Learning to set clear boundaries with you for a happier life
I’ve spoken about boundary setting before in my article Learning to set and maintain boundaries and this article was directed towards setting clear boundaries with others.
In this article, I will talk about setting clear boundaries with yourself.
The red flags remain the same, for if you have unclear boundaries with others, then you are also likely to have unclear boundaries with yourself.
This can lead to fatigue, burnout, resent, depression, and anxiety amongst other indicators that there isn’t a healthy relationship with clear and appropriate boundaries.
Do you often regret the decisions you make about your health and life?
Do you feel like you are a bit of a pushover, a doormat that everyone seems to walk all over?
Are you a yes person that is petrified of saying no? (This includes saying yes to that extra biscuit when you know you need to say no!)
Do you feel suppressed and/or unheard?
Do you go the extra mile and feel that it isn’t reciprocated?
Do you keep going past the point of exhaustion in order to maintain your self-worth?
Does busyness keep you going long past the time that other family members are taking time to relax?

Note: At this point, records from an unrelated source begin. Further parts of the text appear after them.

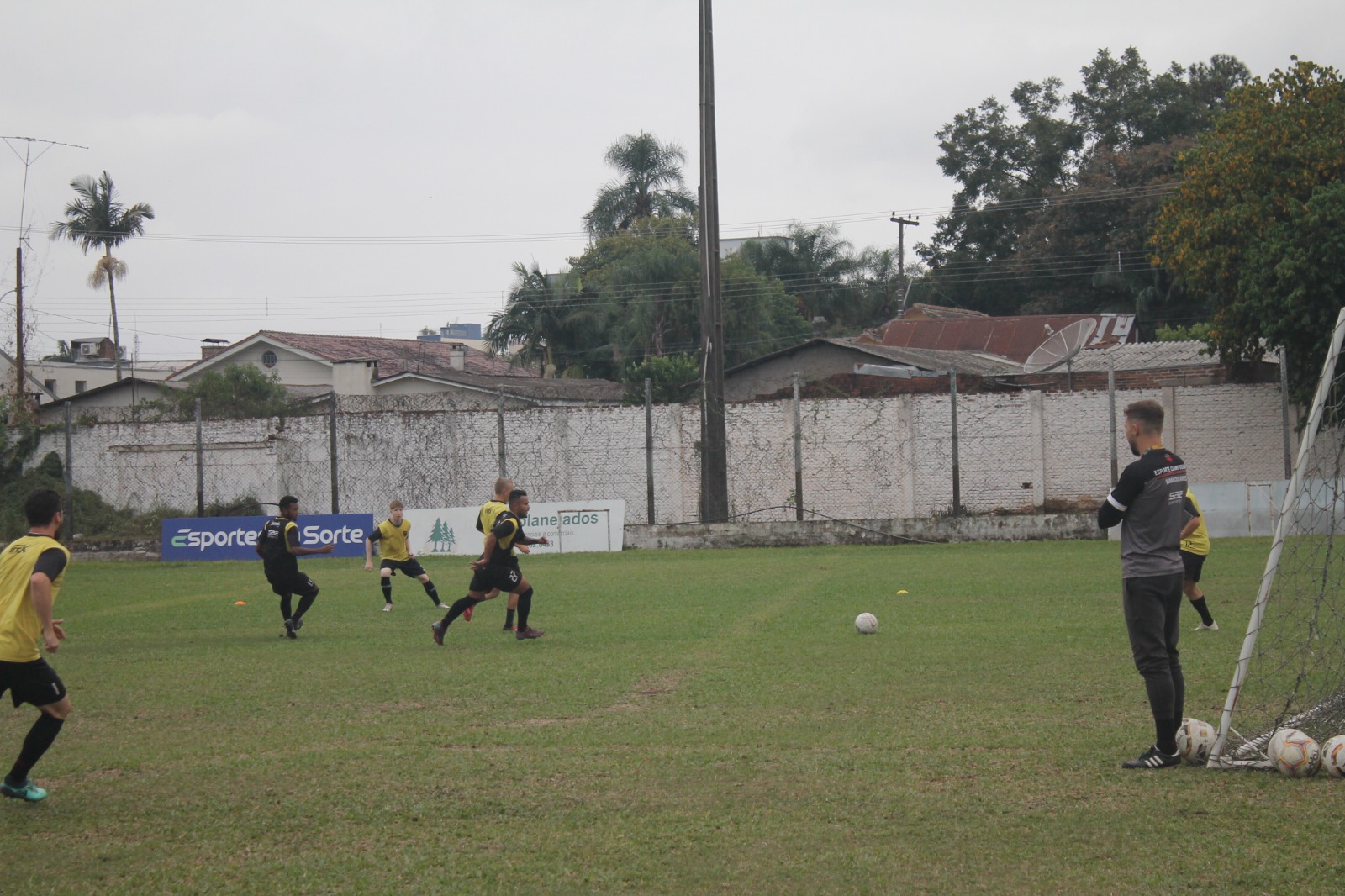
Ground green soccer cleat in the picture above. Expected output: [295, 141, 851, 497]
[0, 779, 47, 804]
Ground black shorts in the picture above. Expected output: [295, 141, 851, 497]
[266, 572, 318, 598]
[467, 567, 523, 594]
[0, 658, 66, 706]
[1179, 551, 1206, 581]
[378, 557, 425, 578]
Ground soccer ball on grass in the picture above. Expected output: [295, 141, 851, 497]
[1322, 735, 1345, 777]
[1177, 719, 1219, 766]
[1266, 728, 1322, 777]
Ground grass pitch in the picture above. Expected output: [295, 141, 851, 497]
[0, 540, 1345, 893]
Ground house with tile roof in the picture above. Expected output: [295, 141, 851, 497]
[171, 329, 621, 406]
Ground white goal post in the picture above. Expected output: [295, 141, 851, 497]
[1208, 308, 1345, 768]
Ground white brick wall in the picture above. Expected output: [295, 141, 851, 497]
[32, 385, 1296, 522]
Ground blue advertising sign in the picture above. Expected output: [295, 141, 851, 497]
[160, 514, 374, 560]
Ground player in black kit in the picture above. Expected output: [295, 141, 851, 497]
[257, 495, 335, 638]
[429, 488, 551, 645]
[1098, 399, 1186, 768]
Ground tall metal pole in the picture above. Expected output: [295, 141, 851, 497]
[197, 397, 206, 517]
[644, 378, 654, 526]
[495, 386, 509, 477]
[327, 389, 340, 514]
[0, 137, 87, 413]
[1107, 356, 1121, 486]
[1279, 345, 1294, 479]
[65, 401, 76, 530]
[701, 0, 729, 522]
[794, 370, 803, 522]
[13, 246, 29, 413]
[889, 211, 920, 315]
[948, 367, 962, 517]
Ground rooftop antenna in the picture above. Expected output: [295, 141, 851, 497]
[1022, 318, 1098, 392]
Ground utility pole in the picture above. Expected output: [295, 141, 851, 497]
[701, 0, 729, 522]
[0, 137, 89, 413]
[889, 211, 920, 315]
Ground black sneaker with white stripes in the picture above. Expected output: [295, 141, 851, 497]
[1121, 746, 1181, 768]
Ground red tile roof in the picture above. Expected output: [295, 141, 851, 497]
[256, 329, 541, 379]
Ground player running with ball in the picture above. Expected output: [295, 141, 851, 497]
[430, 488, 551, 645]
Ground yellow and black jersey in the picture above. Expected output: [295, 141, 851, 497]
[1181, 488, 1209, 557]
[257, 517, 298, 576]
[476, 498, 509, 546]
[0, 534, 70, 663]
[368, 518, 412, 560]
[487, 510, 527, 567]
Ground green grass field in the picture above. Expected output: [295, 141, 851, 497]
[0, 540, 1345, 893]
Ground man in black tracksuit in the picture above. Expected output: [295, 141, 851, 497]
[1098, 399, 1186, 768]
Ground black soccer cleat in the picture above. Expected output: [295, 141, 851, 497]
[1121, 746, 1181, 768]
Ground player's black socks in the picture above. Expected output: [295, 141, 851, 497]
[294, 588, 318, 620]
[518, 588, 533, 631]
[5, 713, 66, 787]
[1154, 719, 1181, 756]
[440, 594, 482, 628]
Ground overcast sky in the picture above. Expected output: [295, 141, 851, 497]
[0, 0, 1345, 361]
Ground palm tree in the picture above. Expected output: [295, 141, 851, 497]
[51, 171, 155, 379]
[583, 130, 695, 238]
[486, 261, 593, 376]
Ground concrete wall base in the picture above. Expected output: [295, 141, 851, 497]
[625, 513, 1107, 549]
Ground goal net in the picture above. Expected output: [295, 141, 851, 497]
[1209, 308, 1345, 768]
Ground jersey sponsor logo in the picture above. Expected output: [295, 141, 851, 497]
[160, 514, 374, 560]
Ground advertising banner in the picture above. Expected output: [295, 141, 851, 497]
[160, 514, 374, 560]
[404, 499, 625, 557]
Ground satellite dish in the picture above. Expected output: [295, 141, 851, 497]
[1022, 318, 1098, 372]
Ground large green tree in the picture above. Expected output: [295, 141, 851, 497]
[737, 224, 866, 325]
[1152, 59, 1345, 403]
[486, 261, 597, 376]
[917, 47, 1248, 321]
[583, 130, 697, 237]
[51, 171, 155, 379]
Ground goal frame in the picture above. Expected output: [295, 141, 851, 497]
[1205, 308, 1345, 770]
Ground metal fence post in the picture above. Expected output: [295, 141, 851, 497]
[794, 370, 803, 522]
[948, 367, 962, 517]
[644, 377, 654, 526]
[197, 396, 206, 517]
[1107, 356, 1121, 486]
[1279, 345, 1294, 479]
[327, 389, 340, 514]
[65, 401, 76, 530]
[495, 386, 509, 477]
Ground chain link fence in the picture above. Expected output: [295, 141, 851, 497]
[10, 385, 1293, 537]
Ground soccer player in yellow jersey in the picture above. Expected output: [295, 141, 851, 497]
[462, 477, 529, 632]
[0, 488, 70, 804]
[1181, 488, 1219, 631]
[365, 500, 448, 614]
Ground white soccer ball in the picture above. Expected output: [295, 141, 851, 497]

Do you feel overwhelmed with responsibility?
These can all be indicators that you don’t have sufficient clear boundaries in place that respect your own needs.
So how do you change it?
Know what your boundaries are. A good guide is - notice when you get irritated, disappointed or frustrated.

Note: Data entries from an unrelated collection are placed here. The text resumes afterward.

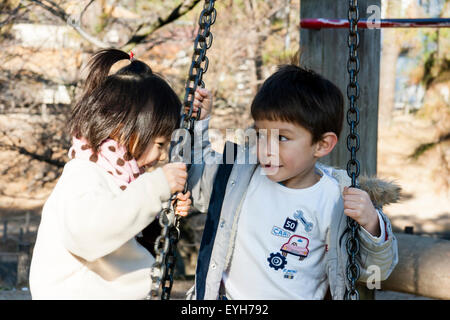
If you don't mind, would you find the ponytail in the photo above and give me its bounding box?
[68,49,181,159]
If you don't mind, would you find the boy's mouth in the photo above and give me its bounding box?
[261,164,282,169]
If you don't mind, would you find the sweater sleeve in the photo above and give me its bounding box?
[59,168,170,261]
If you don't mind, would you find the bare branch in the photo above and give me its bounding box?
[123,0,200,51]
[29,0,112,49]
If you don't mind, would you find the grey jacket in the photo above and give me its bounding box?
[187,120,398,300]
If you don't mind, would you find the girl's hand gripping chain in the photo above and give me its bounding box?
[162,162,191,217]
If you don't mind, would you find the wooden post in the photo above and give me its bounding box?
[300,0,381,175]
[300,0,381,299]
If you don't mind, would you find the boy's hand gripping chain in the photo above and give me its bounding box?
[147,0,217,300]
[344,0,360,300]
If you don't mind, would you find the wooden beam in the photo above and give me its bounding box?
[381,234,450,300]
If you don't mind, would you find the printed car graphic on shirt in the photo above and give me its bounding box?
[280,235,309,260]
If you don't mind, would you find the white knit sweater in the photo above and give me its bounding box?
[30,159,170,299]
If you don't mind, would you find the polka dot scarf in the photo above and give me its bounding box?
[69,137,143,190]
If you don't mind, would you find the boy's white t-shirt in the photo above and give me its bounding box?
[223,166,344,300]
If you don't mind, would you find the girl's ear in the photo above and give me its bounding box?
[314,132,338,158]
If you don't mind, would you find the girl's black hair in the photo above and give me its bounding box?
[69,49,181,159]
[251,65,344,143]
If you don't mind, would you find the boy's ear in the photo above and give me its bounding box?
[314,132,338,158]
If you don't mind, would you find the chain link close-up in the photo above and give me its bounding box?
[345,0,360,300]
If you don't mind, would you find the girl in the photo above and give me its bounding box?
[30,49,191,299]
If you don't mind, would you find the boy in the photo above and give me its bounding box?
[188,65,398,299]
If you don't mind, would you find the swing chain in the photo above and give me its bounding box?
[180,0,217,130]
[147,0,217,300]
[344,0,360,300]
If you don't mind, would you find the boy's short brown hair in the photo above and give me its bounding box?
[251,65,344,143]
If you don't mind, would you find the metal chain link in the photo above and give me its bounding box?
[147,0,217,300]
[345,0,360,300]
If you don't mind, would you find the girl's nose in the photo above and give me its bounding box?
[159,150,167,161]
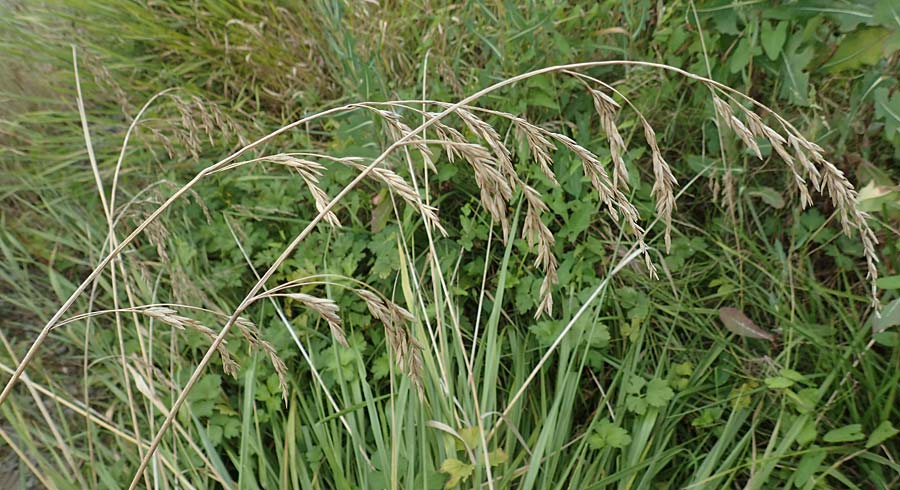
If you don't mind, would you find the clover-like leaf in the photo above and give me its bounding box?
[822,424,866,442]
[625,395,647,415]
[647,378,675,408]
[866,420,900,448]
[441,458,474,488]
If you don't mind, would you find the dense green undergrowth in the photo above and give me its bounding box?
[0,0,900,488]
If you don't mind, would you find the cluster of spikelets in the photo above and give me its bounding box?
[0,62,877,440]
[176,71,877,393]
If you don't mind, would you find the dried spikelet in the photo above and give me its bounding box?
[512,117,559,185]
[731,116,762,160]
[353,288,425,399]
[286,293,349,347]
[234,317,288,403]
[816,156,879,309]
[364,106,437,172]
[641,122,678,253]
[261,154,341,228]
[590,89,628,190]
[140,306,238,377]
[426,116,468,163]
[348,162,447,236]
[551,133,656,277]
[713,95,762,160]
[553,133,618,220]
[522,184,559,318]
[749,124,812,209]
[456,108,517,186]
[454,143,512,242]
[788,134,824,192]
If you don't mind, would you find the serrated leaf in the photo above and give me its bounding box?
[794,446,828,488]
[780,36,815,106]
[747,187,784,209]
[441,458,474,488]
[866,420,900,448]
[760,21,787,61]
[588,419,631,449]
[822,424,866,443]
[719,307,775,341]
[625,376,647,394]
[459,427,481,449]
[822,27,891,73]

Reflect on your daily activities and see what could improve. Write out the times when you have felt walked all over or you have pushed yourself too hard and then write what you are going to do differently next time.

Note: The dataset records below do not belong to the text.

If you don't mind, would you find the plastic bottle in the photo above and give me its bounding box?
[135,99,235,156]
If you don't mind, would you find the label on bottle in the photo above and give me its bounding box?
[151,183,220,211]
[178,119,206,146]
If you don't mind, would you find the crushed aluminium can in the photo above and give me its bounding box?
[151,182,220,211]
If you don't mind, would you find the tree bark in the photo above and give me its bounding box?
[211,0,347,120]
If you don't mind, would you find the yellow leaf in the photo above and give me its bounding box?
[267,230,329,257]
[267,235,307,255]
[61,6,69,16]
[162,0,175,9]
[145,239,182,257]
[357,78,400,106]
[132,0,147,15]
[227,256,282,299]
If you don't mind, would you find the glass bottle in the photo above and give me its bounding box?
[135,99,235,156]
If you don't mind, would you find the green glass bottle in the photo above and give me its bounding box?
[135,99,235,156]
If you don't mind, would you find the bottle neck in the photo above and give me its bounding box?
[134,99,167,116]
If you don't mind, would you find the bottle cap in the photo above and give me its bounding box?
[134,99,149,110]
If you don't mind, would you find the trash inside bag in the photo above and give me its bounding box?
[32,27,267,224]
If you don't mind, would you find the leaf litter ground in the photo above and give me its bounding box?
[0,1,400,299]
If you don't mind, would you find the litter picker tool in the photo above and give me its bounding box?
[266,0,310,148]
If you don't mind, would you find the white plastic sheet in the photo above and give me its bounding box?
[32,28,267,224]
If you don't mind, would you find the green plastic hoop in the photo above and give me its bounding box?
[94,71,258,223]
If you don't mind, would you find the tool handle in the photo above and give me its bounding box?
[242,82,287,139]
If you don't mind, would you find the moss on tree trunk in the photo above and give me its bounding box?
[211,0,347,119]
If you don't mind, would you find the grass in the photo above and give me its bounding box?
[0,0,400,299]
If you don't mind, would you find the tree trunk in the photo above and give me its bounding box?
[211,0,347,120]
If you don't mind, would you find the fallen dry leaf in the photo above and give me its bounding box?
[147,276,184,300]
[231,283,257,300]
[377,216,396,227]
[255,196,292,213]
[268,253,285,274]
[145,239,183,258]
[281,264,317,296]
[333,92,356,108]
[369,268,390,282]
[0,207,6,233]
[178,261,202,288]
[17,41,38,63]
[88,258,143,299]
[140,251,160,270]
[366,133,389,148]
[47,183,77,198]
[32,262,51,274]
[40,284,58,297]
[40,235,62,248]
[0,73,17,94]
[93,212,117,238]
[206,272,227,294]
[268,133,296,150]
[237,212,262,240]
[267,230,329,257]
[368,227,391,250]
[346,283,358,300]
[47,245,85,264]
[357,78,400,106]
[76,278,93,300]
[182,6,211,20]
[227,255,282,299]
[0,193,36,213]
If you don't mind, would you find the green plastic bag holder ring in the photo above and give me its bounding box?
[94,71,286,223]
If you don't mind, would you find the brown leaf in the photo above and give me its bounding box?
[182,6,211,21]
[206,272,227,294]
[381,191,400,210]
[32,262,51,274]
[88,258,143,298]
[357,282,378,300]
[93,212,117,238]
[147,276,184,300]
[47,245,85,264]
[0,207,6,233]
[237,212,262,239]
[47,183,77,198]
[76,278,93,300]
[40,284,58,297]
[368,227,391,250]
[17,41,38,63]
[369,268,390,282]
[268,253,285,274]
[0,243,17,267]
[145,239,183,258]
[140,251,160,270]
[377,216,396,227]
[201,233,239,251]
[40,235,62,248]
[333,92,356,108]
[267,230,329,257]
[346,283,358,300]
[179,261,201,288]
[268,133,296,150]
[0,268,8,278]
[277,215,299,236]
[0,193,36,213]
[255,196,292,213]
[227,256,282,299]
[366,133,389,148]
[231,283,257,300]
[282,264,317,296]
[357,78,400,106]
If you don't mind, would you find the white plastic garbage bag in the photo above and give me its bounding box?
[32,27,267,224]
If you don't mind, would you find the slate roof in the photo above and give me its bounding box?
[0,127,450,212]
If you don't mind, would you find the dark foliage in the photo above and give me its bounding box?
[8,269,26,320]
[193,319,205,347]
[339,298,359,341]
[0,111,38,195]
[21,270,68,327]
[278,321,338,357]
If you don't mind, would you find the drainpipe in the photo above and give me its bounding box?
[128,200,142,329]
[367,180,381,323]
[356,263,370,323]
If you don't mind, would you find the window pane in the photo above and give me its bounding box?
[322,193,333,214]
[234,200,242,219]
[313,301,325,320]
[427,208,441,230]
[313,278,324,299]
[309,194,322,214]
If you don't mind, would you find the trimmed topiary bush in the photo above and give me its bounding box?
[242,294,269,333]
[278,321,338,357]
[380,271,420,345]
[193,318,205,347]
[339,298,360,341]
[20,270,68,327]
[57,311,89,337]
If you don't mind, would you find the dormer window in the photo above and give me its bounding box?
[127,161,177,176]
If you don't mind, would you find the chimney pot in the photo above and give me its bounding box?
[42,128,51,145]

Look at how others manage their time, mental health and happiness, could you model some of their boundary setting behaviours?
Analyse the times when you said yes and you wished you had said no. See what you could have done differently. This includes yourself as well as others.
Have the courage to tell yourself to stop. You deserve to rest, say no, voice your feelings or whatever else it is that you are supressing.
Set boundaries with yourself. Time orientated if you are known to work too hard.
Give yourself permission to say the following: Can I get back to you on that?
Give yourself permission to say no.
Set yourself some goals and stick to them.
If you hear yourself say :I wish I had…..’ (then whatever comes next is a boundary violation) then make it a must that you won’t repeat it again.
Learning to set boundaries is a skill. Coaching and therapy can help you achieve your goals quicker but you can also do this for yourself if you have the ability to self-reflect and make changes autonomously.
We are creatures of habit, so unless you break and change the limiting habits of your behaviours then nothing changes. And remember that each step towards a better you is a win.